Naturalist, Writer, Social Critic : 1817-1862

“The law will never make men free; it is men who have got to make the law free.”

Biography

“When I wrote the following pages, or rather the bulk of them, I lived alone, in the woods, a mile from any neighbor, in a house which I built myself, on the shore of Walden Pond, in Concord, Massachusetts, and earned my living by the labor of my hands only. I lived there two years and two months. At present I am a sojourner in civilized life again.”[i] So begins Walden; or, Life in the Woods (1854) one of the most famous books in American history, a book that has been challenging people to reexamine their connection to the natural world and to each other for the last 150 years. Thoreau—born David Henry in 1817—lived the way he wrote: sauntering through his prose and his native Concord woods; rigorously independent and at times prickly; searching for, and often coming to find the wild poetry that describes a life deliberately lived.

Thoreau was born into a 19th century world that was undergoing rapid and massive change. In his short life he witnessed the birth of a market revolution that altered the political, economic, social, and environmental character of the U.S. This was the beginning of the “Age of Go-Ahead,” when getting ahead financially, no matter the social costs, came to define a life successfully lived. The U.S. was also in a period of rapid territorial expansion: at the conclusion of the Mexican American War in 1848, the nation acquired all of the Southwest and California. Thoreau had gone to jail protesting this war: he, like many historians today, considered the war an unjust, imperialistic land grab for the benefit of southern slave-owners. It seemed to Thoreau that, wherever he looked, America was increasingly turning towards a gospel of wealth in which a select few profited from the exploitation of the less fortunate, leaving in their wake both a quietly desperate population and an impoverished landscape. This was the “civilized life” in which Thoreau so ambivalently sojourned.

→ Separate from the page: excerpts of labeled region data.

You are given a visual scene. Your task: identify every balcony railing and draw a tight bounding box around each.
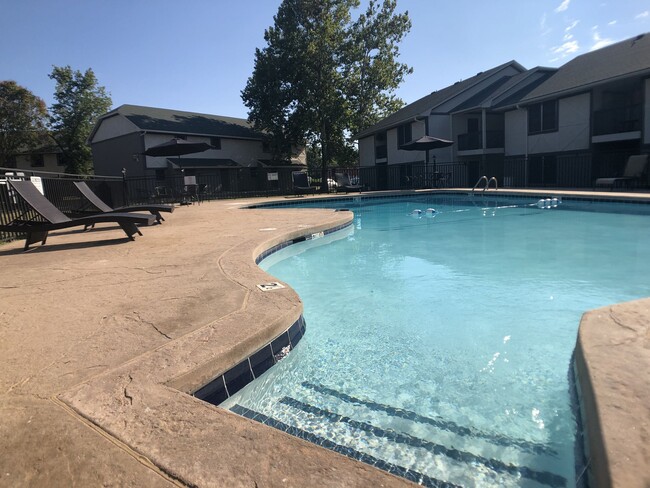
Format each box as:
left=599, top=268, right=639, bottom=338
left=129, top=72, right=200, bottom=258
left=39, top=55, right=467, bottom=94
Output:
left=458, top=130, right=505, bottom=151
left=593, top=104, right=641, bottom=136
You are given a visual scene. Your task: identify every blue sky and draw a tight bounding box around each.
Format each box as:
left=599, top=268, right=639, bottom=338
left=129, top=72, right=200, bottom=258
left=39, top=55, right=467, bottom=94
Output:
left=0, top=0, right=650, bottom=118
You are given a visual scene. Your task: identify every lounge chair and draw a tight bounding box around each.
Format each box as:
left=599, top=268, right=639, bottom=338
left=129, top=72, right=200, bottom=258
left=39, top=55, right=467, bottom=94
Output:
left=594, top=154, right=648, bottom=189
left=334, top=173, right=363, bottom=193
left=74, top=181, right=174, bottom=223
left=0, top=181, right=156, bottom=251
left=291, top=171, right=316, bottom=195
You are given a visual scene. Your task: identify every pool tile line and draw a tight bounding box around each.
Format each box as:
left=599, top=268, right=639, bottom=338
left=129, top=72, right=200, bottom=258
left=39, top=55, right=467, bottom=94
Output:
left=230, top=404, right=462, bottom=488
left=278, top=397, right=567, bottom=488
left=193, top=315, right=306, bottom=405
left=255, top=222, right=354, bottom=264
left=247, top=190, right=650, bottom=208
left=302, top=381, right=558, bottom=457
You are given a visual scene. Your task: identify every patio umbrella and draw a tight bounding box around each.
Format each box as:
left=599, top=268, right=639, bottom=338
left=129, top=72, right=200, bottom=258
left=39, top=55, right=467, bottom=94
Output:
left=399, top=136, right=454, bottom=182
left=144, top=137, right=212, bottom=156
left=399, top=136, right=454, bottom=151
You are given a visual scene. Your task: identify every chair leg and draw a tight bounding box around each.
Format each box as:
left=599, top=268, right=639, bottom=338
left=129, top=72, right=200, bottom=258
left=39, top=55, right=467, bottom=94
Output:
left=23, top=230, right=48, bottom=251
left=119, top=222, right=142, bottom=241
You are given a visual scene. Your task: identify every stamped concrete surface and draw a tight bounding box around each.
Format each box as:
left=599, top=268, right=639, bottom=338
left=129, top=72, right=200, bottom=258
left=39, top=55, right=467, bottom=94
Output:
left=0, top=192, right=650, bottom=488
left=0, top=201, right=412, bottom=487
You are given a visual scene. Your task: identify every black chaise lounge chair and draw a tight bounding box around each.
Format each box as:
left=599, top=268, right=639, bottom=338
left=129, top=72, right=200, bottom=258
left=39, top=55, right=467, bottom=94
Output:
left=291, top=171, right=316, bottom=195
left=0, top=181, right=156, bottom=251
left=74, top=181, right=174, bottom=223
left=334, top=173, right=363, bottom=193
left=594, top=154, right=648, bottom=190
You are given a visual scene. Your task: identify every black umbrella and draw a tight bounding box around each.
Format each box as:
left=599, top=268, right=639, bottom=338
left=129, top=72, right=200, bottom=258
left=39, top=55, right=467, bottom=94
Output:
left=144, top=137, right=213, bottom=156
left=399, top=136, right=454, bottom=185
left=399, top=136, right=454, bottom=151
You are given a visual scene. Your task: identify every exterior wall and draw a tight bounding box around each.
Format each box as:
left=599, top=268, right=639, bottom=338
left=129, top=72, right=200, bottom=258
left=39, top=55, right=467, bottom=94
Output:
left=641, top=78, right=650, bottom=144
left=528, top=93, right=591, bottom=154
left=15, top=154, right=65, bottom=173
left=91, top=132, right=145, bottom=177
left=422, top=115, right=456, bottom=162
left=359, top=136, right=375, bottom=166
left=386, top=121, right=425, bottom=164
left=92, top=115, right=140, bottom=143
left=504, top=109, right=528, bottom=156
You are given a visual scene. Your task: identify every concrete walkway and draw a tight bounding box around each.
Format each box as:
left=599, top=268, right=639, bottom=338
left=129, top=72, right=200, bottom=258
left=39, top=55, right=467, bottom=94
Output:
left=0, top=192, right=650, bottom=487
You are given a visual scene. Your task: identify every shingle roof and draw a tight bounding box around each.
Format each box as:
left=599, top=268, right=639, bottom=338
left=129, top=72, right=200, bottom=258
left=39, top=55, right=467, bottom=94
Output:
left=522, top=34, right=650, bottom=102
left=167, top=160, right=242, bottom=168
left=355, top=61, right=523, bottom=139
left=104, top=105, right=264, bottom=139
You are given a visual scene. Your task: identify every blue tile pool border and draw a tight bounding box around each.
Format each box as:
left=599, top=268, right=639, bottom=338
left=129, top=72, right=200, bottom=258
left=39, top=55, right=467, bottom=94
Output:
left=193, top=221, right=353, bottom=405
left=193, top=315, right=306, bottom=405
left=255, top=221, right=354, bottom=264
left=246, top=190, right=650, bottom=209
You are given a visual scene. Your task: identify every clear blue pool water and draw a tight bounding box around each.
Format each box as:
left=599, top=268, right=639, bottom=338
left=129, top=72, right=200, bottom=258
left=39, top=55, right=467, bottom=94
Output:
left=222, top=196, right=650, bottom=486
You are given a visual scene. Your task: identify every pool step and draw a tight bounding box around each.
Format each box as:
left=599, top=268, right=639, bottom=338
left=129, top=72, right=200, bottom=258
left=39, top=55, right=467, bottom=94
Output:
left=230, top=404, right=462, bottom=488
left=231, top=397, right=567, bottom=488
left=302, top=382, right=558, bottom=457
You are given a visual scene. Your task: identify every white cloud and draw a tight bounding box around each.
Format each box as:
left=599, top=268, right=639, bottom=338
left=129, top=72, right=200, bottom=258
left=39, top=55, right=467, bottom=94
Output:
left=564, top=20, right=580, bottom=32
left=589, top=28, right=616, bottom=51
left=551, top=41, right=580, bottom=59
left=555, top=0, right=571, bottom=13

Often categorized as a nature writer, Thoreau penned hundreds of poems on all sorts of subjects, from friendship to heroism, as well as dozens of political essays—including “Slavery in Massachusetts,” “Walking,” essays in support of John Brown, and “Civil Disobedience,” a text declaring that government is armed not with superior intelligence or honesty, but enforces its will through superior force alone, and that such a government “can have no pure right over my person and property but what I concede to it.[ii]

“Civil Disobedience” would go on to influence both Mahatma Gandhi in his anti-imperialist efforts to rid India of British rule, and Martin Luther King, Jr., in his effort to secure civil rights for all Americans. Yet, in his own lifetime Thoreau was only ever considered to be a somewhat minor follower of Ralph Waldo Emerson’s transcendentalism. Indeed, he was probably better known as Concord’s best land surveyor—a job he took to avidly, because it let him spend his days exploring his town’s landscape. Due in part to the birth of the modern environmental movement in the 1960s, interest in Thoreau has steadily risen—he seems to speak directly to our times. “‘Evergreens’ would be a good title for some of my things,” he had written in 1852.[iv]

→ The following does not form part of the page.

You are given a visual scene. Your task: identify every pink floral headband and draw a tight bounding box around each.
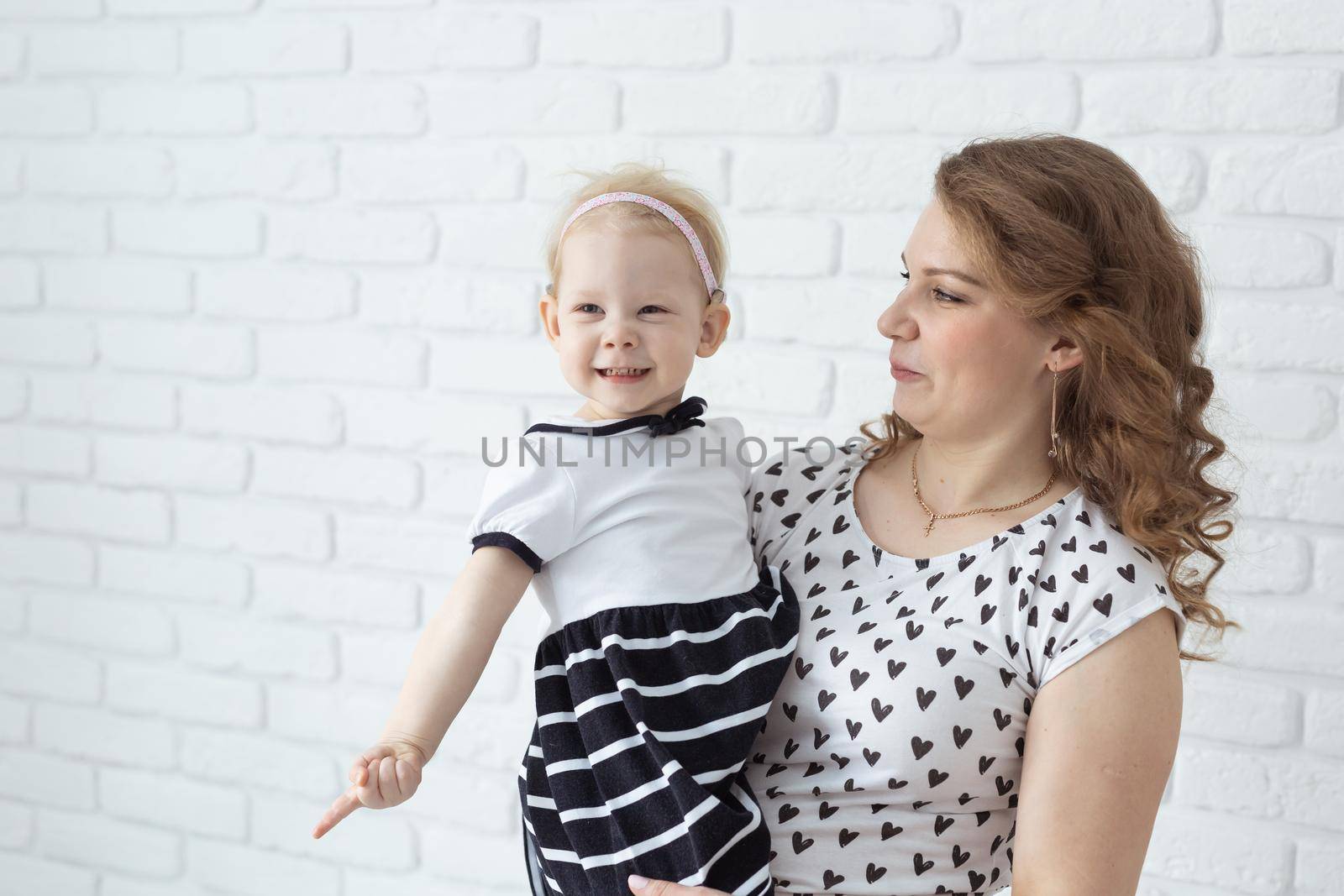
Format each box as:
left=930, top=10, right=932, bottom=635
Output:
left=546, top=191, right=726, bottom=302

If it is possible to reconcile the nature writer with the political theorist, social activist, and surveyor, a clue comes in his posthumously published The Maine Woods (1865). Standing atop Maine’s Mt. Katahdin in 1846, buffeted by wind and fog, Thoreau asked, “Who are we? Where are we?”[v] His insight was that who we are depends on where we are, and that where we are depends on what relationships—to each other, to the natural world—we choose to recognize. On December 3, 1860, Thoreau was counting the rings of tree stumps, trying to find who and where he was. It was a bitterly cold day, and it aggravated the tuberculosis that he had long harbored in his lungs. It took a year-and-a-half for his disease to grow strong enough, but on May 5, 1862, he finally spoke his last words. Reportedly dreaming of wild Maine, he whispered, “Moose…Indians.”[vi]

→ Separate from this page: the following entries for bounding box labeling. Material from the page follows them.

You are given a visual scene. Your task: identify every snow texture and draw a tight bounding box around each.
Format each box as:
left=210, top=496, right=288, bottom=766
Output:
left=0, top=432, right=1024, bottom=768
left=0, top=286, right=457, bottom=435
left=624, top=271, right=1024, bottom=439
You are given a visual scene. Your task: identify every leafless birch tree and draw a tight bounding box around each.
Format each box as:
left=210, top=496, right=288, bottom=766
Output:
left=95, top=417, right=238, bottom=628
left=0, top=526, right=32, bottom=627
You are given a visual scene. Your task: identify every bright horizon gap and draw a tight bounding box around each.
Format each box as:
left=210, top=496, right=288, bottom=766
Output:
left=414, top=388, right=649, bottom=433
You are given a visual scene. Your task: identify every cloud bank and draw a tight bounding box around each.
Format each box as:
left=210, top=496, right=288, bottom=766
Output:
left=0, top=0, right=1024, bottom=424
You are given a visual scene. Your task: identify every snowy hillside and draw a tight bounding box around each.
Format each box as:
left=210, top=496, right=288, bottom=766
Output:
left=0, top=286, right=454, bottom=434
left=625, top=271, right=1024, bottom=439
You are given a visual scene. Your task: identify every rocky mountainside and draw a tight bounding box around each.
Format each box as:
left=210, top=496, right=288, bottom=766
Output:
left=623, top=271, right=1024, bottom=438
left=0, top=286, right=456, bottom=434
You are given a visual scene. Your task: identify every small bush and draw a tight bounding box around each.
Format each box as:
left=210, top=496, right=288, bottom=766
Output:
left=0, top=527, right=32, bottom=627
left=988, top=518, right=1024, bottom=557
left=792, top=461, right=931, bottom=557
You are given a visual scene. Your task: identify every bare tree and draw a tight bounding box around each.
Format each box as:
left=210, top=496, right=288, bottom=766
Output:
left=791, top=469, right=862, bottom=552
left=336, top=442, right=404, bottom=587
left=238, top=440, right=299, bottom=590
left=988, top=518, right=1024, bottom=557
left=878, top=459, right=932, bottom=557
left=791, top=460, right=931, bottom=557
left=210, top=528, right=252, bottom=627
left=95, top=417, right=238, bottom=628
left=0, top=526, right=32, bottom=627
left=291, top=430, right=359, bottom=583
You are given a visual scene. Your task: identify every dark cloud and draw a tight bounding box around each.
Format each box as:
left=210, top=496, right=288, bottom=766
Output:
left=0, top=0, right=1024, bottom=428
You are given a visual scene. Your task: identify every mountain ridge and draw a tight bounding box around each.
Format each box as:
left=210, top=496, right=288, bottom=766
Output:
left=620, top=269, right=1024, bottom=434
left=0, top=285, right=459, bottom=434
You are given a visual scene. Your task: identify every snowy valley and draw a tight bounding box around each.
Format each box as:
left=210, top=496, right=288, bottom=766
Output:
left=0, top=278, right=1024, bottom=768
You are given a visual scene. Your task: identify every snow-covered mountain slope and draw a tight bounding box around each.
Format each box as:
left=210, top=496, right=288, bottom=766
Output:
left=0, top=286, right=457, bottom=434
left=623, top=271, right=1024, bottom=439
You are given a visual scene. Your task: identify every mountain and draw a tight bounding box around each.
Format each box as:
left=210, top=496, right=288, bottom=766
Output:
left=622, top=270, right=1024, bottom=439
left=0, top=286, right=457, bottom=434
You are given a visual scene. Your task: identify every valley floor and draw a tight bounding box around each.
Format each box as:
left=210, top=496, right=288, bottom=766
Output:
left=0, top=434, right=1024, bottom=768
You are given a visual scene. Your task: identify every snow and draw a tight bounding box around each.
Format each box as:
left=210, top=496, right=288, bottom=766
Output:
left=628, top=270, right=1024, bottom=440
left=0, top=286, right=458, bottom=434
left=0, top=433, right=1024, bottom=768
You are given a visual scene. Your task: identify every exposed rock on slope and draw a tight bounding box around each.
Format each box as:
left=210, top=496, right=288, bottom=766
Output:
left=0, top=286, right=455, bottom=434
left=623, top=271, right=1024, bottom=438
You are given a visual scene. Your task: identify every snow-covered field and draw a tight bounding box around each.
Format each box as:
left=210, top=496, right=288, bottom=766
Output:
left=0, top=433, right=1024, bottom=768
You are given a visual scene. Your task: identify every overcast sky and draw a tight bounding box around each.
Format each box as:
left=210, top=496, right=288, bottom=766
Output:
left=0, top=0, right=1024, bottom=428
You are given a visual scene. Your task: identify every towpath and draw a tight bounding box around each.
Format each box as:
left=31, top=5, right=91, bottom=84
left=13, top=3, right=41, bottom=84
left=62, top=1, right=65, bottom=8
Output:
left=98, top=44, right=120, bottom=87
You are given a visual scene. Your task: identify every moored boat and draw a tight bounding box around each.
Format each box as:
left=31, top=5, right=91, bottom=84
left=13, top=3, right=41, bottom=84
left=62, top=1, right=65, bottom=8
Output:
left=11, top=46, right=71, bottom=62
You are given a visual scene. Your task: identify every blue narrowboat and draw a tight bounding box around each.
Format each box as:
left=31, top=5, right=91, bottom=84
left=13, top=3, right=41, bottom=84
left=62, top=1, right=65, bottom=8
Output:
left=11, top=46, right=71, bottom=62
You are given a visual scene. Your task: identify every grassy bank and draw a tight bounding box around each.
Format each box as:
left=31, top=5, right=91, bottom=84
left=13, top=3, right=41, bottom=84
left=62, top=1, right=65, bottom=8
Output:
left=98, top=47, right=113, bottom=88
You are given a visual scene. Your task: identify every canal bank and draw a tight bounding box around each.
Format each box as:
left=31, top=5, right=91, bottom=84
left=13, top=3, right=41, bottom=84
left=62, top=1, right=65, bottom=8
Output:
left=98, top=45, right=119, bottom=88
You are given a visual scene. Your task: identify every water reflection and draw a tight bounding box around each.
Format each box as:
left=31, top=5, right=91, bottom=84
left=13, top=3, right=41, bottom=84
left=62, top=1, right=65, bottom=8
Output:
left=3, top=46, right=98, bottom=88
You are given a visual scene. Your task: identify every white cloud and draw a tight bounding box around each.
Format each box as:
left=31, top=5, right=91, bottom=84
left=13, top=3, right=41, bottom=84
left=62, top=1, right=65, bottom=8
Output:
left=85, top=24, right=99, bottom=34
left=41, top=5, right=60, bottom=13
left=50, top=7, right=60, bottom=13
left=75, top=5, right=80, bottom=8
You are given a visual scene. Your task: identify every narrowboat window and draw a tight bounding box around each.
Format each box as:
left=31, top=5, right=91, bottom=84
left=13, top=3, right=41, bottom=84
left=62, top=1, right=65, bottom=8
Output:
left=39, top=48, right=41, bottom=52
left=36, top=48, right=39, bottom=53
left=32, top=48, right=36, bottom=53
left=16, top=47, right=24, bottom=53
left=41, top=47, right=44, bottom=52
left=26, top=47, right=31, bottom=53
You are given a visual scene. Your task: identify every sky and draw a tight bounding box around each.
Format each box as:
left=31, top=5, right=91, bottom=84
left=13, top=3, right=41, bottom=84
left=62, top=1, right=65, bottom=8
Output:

[i] Henry David Thoreau, Walden; or, Life in the Woods, in Thoreau: A Week on the Concord and Merrimack Rivers, Walden; or, Life in the Woods; The Maine Woods, Cape Cod (New York: The Library of America, 1985) 325.

[ii] Henry David Thoreau, “Civil Disobedience,” in Thoreau: Collected Essays and Poems (New York: The Library of America, 2001) 224.

[iii] Thoreau, “Walking,” in Thoreau: Collected Essays and Poems (New York: The Library of America, 2001) 254-255.

[iv] Thoreau, Journals 1:324.

[v] Henry David Thoreau, The Maine Woods (New York: Harper & Row Publishers, 1987) 95.

[vi] Walter Harding, The Days of Henry Thoreau: A Biography (Princeton: Princeton University Press, 1982) 466.